Received 15 October 2015; accepted 6 December 2015; published 9 December 2015

1. Introduction

Blueberries (Vaccinium spp.) are perennial shrubs belonging to the Ericaceae, which is a large and diverse family with a nearly cosmopolitan distribution [1] . Some species were introduced in South America in the 1980’s to be evaluated as fruit crops. While only a small area had been planted in Argentina by 1993 [2] , approximately 3100 hectares are dedicated to growing blueberries (V. corymbosum L.) at present. Total country production has increased steadily in recent years and it exceeds 16,500 ton nowadays.
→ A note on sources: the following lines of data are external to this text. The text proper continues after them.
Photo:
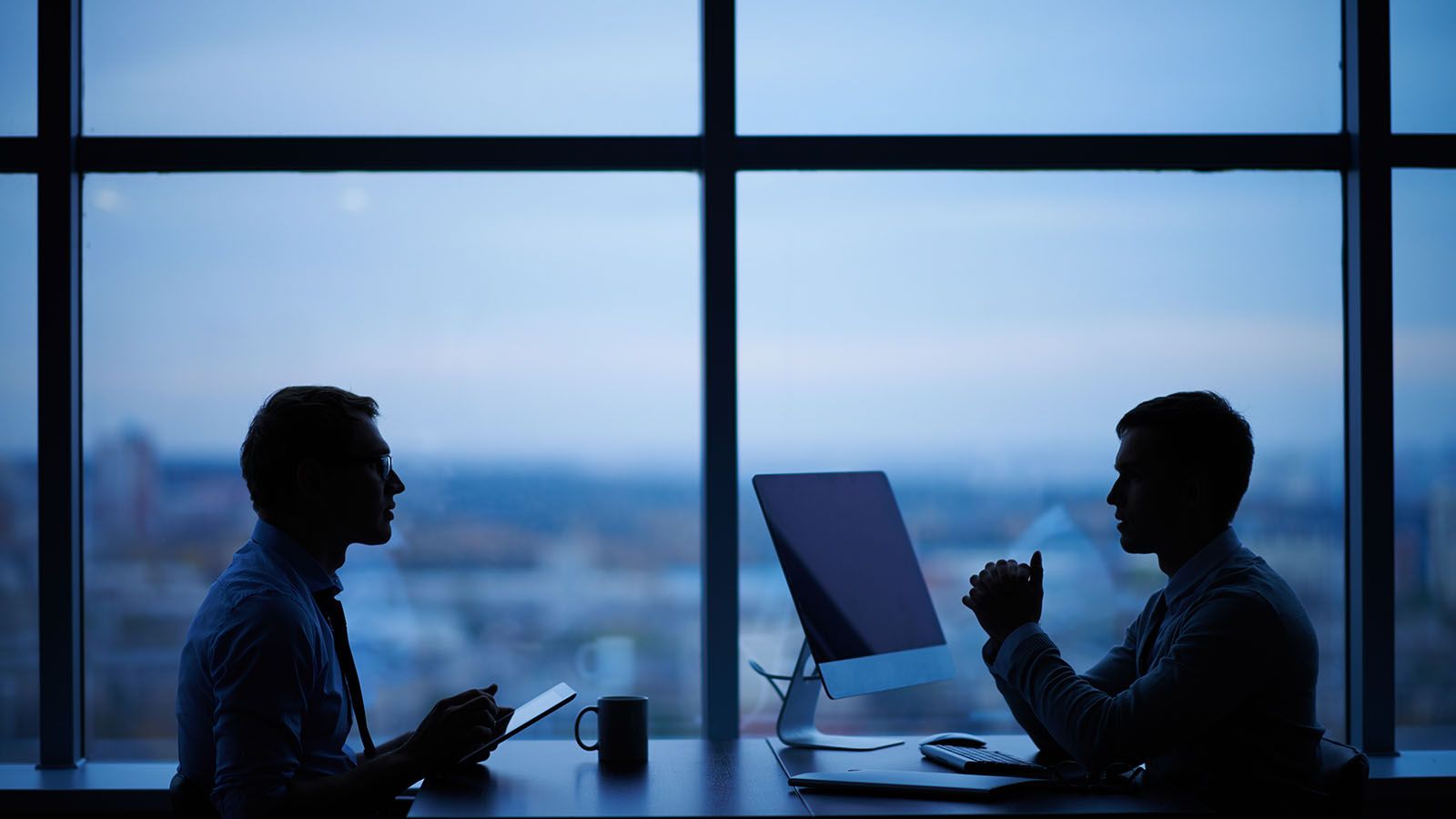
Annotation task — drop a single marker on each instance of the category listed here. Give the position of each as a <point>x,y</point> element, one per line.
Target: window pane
<point>977,337</point>
<point>1424,315</point>
<point>19,573</point>
<point>533,343</point>
<point>1043,66</point>
<point>18,69</point>
<point>1423,66</point>
<point>392,67</point>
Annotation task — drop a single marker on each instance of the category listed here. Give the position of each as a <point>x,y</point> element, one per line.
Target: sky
<point>555,317</point>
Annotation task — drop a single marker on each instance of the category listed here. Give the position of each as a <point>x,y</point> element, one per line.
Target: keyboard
<point>983,761</point>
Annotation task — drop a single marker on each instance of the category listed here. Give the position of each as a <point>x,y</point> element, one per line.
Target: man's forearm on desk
<point>1019,709</point>
<point>369,785</point>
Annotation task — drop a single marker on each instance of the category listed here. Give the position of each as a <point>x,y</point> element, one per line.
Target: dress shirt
<point>1218,698</point>
<point>261,697</point>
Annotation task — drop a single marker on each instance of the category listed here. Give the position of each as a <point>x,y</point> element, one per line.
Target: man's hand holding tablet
<point>459,729</point>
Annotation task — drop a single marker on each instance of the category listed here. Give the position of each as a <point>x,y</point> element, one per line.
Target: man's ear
<point>308,480</point>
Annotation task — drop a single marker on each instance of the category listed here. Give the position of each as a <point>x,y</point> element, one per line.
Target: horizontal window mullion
<point>1296,152</point>
<point>1423,150</point>
<point>1219,152</point>
<point>386,153</point>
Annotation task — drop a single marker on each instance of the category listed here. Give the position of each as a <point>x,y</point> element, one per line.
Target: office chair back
<point>1343,774</point>
<point>189,800</point>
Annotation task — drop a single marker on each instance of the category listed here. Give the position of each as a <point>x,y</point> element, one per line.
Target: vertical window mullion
<point>720,518</point>
<point>58,370</point>
<point>1369,392</point>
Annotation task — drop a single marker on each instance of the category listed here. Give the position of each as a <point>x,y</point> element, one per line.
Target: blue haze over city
<point>535,339</point>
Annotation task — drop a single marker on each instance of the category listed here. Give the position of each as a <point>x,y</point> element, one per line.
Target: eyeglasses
<point>386,465</point>
<point>382,462</point>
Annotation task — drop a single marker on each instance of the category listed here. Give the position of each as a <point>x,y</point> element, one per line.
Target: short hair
<point>293,424</point>
<point>1206,435</point>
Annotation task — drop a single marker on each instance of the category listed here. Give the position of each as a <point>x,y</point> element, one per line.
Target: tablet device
<point>531,713</point>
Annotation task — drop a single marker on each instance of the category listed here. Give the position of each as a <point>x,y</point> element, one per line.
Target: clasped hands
<point>1005,596</point>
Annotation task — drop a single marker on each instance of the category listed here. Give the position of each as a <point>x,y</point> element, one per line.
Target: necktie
<point>334,612</point>
<point>1155,622</point>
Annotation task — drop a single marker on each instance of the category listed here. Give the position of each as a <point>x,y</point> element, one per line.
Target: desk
<point>907,758</point>
<point>692,777</point>
<point>552,777</point>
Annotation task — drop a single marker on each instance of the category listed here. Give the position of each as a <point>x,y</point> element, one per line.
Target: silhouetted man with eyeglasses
<point>1213,687</point>
<point>268,690</point>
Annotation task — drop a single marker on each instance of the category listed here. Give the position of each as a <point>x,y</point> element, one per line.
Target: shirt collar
<point>277,542</point>
<point>1201,562</point>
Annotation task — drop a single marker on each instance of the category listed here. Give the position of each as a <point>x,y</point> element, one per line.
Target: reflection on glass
<point>392,67</point>
<point>1423,66</point>
<point>19,579</point>
<point>1040,66</point>
<point>18,69</point>
<point>533,344</point>
<point>977,337</point>
<point>1424,315</point>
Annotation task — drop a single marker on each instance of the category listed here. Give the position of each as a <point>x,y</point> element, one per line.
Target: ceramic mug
<point>621,729</point>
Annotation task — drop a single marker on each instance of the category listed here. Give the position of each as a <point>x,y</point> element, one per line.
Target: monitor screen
<point>849,564</point>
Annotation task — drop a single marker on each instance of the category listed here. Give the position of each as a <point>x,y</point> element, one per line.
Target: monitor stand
<point>797,716</point>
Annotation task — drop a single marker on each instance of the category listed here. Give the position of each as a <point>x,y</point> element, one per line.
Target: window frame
<point>1363,152</point>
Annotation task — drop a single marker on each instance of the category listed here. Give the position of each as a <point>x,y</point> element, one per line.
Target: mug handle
<point>577,729</point>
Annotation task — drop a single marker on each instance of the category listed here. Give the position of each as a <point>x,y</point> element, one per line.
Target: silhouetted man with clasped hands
<point>1213,687</point>
<point>268,690</point>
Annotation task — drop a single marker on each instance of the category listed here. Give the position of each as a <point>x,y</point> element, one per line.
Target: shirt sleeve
<point>262,672</point>
<point>1213,666</point>
<point>992,653</point>
<point>1117,671</point>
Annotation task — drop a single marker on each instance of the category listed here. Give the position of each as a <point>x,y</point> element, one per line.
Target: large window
<point>1037,66</point>
<point>19,634</point>
<point>1426,457</point>
<point>16,69</point>
<point>601,263</point>
<point>392,67</point>
<point>533,344</point>
<point>977,336</point>
<point>1423,66</point>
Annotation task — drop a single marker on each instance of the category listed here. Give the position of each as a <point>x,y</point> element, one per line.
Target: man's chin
<point>1133,548</point>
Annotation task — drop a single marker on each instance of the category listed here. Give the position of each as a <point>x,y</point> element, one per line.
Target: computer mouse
<point>954,738</point>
Half of Argentinean production is harvested in the province of Entre Ríos, mainly in the department of Concordia (37% of the cropping area); and 20% is harvested in the province of Buenos Aires [3] . Crop areas are characterized by either low chilling or no-chilling during winter, warm springs and hot summers. Fruits are harvested from September to April [4] . Blueberry industry has developed mainly due to good prices in the off-season fresh market in North America and Europe, and also to worldwide increasing demand for blueberries. Most of the production is exported as fresh fruits [2] ; 60% to The United States, 16% to Continental Europe and 16% to the United Kingdom [3] . Argentina ranks second as exporter in the Southern Hemisphere, and contributes with 2% of world production [5] . Highbush blueberry (V. corymbosum L.) is the most commonly planted type in Argentina [6] [7] . At the beginning of the century, the most frequent cultivars were O’Neal and Misty; while nowadays they are Abundance, Blue Crisp, Emerald, Jewel, Millennia, Misty, O’Neal, Primadonna, Snow Chaser, Spring High and Star [3] .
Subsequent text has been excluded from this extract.